Thanks Dividend Garden. It is a good article and a reasonable conclusion. I’ve been reading a lot of positive things about DPS lately, but have never run the numbers on it myself. So, prompted by your article, I ran it through my spreadsheet to see how it compares. Overall, it scored a very respectable 64 in my crude system, right on par with the likes of MSFT and TGT. Here are the highlights as I see it, though I’m the first to admit I’ve only done a quick glance at the company at this point.
Of course I love the simple and understandable business model. DPS has a very attractive yield of 3.44 percent at today’s close. It does not have much of a dividend streak going as yet, at five years, but the dividend growth has certainly been healthy in that time, from $0.90 in 2010 (the first full year) to $1.52 in 2013. With a payout ratio in the neighborhood of 50 percent, the dividend should be easily sustainable, but I wonder how fast they’ll be able to continue growing the divvy going forward. Earnings have grown well since a little trouble in 2008, but seem to be leveling off some.

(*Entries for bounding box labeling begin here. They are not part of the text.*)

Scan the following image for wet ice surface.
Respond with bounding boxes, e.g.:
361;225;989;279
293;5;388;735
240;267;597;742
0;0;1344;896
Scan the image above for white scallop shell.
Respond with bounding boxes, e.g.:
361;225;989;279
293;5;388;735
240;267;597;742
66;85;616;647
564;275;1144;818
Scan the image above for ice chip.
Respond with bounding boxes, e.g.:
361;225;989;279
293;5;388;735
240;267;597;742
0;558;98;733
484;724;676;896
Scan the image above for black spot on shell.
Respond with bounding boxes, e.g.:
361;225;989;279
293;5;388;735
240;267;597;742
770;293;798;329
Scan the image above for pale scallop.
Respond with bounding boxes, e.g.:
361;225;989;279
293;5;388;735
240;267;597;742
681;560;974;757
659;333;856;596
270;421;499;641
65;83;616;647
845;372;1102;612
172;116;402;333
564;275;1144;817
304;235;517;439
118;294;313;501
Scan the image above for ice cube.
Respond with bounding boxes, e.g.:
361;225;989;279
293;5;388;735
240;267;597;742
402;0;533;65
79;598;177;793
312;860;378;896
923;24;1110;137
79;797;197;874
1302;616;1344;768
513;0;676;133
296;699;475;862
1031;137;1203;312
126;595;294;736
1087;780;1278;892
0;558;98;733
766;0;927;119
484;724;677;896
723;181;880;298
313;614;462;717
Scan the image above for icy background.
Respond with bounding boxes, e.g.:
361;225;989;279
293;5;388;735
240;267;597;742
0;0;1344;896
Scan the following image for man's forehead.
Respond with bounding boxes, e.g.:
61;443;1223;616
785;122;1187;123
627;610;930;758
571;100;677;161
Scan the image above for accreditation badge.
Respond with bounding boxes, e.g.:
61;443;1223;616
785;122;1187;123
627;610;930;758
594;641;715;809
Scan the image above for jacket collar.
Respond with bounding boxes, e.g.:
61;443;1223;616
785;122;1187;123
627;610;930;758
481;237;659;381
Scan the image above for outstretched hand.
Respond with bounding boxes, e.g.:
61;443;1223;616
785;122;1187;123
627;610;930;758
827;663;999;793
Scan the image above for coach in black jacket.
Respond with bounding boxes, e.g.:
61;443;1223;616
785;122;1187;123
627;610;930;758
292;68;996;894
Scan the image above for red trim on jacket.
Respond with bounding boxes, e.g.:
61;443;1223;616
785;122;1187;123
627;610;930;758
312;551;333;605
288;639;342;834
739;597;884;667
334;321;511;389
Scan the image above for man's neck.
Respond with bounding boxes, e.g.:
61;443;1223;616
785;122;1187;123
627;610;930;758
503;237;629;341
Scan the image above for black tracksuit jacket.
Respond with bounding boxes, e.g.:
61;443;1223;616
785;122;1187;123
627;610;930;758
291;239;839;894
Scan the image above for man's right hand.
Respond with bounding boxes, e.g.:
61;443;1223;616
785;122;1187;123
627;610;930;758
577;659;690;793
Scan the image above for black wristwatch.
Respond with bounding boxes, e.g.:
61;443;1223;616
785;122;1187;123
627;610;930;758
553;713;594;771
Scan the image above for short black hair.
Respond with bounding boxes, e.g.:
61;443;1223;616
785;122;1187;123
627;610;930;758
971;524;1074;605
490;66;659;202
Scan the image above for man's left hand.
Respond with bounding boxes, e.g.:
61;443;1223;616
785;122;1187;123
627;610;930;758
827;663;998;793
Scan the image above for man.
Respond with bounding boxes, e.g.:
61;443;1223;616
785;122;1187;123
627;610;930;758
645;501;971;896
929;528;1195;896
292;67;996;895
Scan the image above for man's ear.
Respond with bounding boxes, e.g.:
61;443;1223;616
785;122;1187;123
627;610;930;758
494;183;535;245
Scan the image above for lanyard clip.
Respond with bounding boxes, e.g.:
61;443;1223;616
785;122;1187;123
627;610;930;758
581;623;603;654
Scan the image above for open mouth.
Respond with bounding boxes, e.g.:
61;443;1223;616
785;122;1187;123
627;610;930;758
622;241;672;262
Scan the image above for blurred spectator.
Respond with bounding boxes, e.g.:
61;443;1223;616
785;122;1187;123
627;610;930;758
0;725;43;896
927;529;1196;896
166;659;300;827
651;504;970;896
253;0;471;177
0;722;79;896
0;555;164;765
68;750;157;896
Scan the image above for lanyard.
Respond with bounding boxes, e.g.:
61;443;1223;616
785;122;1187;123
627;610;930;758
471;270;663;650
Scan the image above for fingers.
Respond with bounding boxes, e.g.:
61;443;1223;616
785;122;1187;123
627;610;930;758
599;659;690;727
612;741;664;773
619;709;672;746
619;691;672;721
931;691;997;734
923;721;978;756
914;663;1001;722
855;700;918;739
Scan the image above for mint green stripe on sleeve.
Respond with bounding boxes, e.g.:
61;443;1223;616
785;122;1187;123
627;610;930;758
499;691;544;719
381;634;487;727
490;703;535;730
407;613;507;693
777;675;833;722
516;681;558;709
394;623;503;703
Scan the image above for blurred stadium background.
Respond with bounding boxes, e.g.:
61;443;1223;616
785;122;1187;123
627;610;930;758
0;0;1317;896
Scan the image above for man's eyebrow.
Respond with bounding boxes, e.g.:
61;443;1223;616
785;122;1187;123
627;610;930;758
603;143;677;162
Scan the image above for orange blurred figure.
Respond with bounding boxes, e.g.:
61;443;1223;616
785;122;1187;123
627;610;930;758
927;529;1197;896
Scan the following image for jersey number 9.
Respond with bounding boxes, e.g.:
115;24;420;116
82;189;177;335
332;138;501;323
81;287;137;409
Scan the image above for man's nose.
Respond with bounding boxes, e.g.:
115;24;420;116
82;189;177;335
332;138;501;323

With a P/E right around 15 it does not appear to be a screaming buy, but not too expensive either. I haven’t even peeked at the balance sheet myself.
While it seems pretty solid on these metrics, I doubt I’ll pick up any shares any time soon. I looked at the DPS stable of brands (here
), and while there are a number of familiar faces in there, and even some old friends, the lineup pales next to those of KO and PEP. They just aren’t brands that I and my friends reach for given a choice. I know that KO and PEP generally trade at higher valuations, and so DPS may seem inexpensive by comparison, but I’m more comfortable buying KO and PEP given their marquee brands, proven decades of management, and long and established dividend streaks. I may miss out on a great opportunity, but DPS is going to have to stay on the bench for the time being.